Ode à la nature - « C’est à la nature qu’il faut toujours demander conseil », assure Hector Guimard. L’architecte explore et exploite la flore et la faune. Il s’inspire des tiges et des feuilles, ou des pattes d’insectes [ image 2 ]. Il transpose les modèles de la nature dans son œuvre. Surtout, il use de lignes nerveuses et dynamiques qui tranchent sur celles de l’architecture classique. Les silhouettes courbes et rythmées de ses bouches animent la rue parisienne.

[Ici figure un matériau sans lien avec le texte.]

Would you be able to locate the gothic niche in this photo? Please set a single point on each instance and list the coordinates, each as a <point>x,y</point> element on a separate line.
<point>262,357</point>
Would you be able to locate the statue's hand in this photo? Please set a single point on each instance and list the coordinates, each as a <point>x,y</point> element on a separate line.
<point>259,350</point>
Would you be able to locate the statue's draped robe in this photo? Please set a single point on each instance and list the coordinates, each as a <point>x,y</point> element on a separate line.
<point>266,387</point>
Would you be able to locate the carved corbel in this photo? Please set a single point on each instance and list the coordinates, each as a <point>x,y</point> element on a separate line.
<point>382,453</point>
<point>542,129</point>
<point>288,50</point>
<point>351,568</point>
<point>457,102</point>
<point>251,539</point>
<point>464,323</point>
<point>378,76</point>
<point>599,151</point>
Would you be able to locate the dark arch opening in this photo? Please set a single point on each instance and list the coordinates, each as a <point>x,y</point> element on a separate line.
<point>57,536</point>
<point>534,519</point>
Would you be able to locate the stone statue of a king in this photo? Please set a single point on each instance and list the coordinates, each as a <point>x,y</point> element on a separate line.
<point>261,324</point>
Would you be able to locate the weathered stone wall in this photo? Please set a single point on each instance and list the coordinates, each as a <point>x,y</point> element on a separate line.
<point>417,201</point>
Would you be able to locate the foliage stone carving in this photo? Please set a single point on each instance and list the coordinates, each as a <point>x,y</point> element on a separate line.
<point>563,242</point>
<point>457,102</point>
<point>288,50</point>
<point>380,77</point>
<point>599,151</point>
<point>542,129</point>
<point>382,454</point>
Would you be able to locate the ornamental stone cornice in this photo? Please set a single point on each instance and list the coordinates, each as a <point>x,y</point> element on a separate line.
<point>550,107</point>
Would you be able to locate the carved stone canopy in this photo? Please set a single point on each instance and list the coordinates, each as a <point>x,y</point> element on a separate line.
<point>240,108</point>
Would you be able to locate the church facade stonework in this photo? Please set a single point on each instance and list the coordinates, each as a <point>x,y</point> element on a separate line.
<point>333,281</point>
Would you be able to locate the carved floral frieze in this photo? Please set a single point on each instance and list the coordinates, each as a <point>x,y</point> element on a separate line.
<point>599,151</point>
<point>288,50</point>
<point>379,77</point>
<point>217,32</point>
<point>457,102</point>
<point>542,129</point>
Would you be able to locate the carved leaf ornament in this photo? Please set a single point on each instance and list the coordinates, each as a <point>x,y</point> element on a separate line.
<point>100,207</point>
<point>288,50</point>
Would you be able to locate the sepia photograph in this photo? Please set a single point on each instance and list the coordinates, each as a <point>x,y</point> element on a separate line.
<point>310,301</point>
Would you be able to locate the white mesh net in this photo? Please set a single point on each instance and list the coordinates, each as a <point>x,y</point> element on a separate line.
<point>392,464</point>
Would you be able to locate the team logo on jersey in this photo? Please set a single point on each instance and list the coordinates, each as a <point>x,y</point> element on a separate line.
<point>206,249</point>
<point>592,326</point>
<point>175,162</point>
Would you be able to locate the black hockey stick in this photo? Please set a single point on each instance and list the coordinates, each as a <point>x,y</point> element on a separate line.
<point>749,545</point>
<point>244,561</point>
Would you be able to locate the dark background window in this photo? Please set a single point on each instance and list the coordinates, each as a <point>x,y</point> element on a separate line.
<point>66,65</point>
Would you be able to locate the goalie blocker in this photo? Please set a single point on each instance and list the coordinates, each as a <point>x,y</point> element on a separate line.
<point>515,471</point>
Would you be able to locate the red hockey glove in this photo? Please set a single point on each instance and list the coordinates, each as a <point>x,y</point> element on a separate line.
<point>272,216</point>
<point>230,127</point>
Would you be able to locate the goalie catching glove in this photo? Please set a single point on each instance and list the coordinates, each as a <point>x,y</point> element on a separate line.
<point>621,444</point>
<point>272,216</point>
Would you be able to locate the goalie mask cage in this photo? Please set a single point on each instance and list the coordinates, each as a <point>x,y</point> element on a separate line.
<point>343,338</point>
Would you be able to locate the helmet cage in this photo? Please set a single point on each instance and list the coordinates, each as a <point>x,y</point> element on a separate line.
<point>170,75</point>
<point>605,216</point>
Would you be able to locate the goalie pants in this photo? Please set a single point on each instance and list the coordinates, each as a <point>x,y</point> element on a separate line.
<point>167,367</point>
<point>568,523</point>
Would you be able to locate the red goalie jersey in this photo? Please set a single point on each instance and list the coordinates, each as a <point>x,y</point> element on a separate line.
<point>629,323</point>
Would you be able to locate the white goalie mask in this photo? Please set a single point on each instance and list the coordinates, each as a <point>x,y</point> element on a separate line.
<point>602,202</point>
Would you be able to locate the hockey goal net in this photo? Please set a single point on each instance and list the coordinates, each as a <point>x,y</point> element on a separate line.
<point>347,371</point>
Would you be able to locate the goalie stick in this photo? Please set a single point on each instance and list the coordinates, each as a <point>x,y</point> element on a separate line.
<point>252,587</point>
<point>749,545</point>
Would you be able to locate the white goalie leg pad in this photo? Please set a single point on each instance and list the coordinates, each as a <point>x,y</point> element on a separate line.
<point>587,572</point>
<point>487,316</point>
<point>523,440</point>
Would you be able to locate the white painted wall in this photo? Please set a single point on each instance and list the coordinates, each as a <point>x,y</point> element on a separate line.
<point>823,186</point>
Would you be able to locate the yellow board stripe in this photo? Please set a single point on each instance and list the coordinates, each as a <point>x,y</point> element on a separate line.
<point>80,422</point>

Station Porte Dauphine : Guimard sur la ligne 2

La station de métro Porte Dauphine doit son nom à une porte percée à l’extrémité de la Belle Faisanderie de Marie-Antoinette, alors épouse du dauphin. L’entrée de cette station est abritée par l’un des deux derniers édicules d’Hector Guimard qui subsistent dans la capitale. Le second étant l’édicule Guimard de la Station Abbesses.

L’aspect de cet édicule lui valut le surnom de libellule, car il ressemble à cet insecte. Il présente une verrière à double pente, soutenue par trois piliers et dotée d’un auvent. Le toit est conçu en lames de verre assemblées sur un châssis de poutrelles en fonte. L’édicule est entièrement restauré en octobre 1999, à l’occasion des célébrations du centenaire du métro de Paris.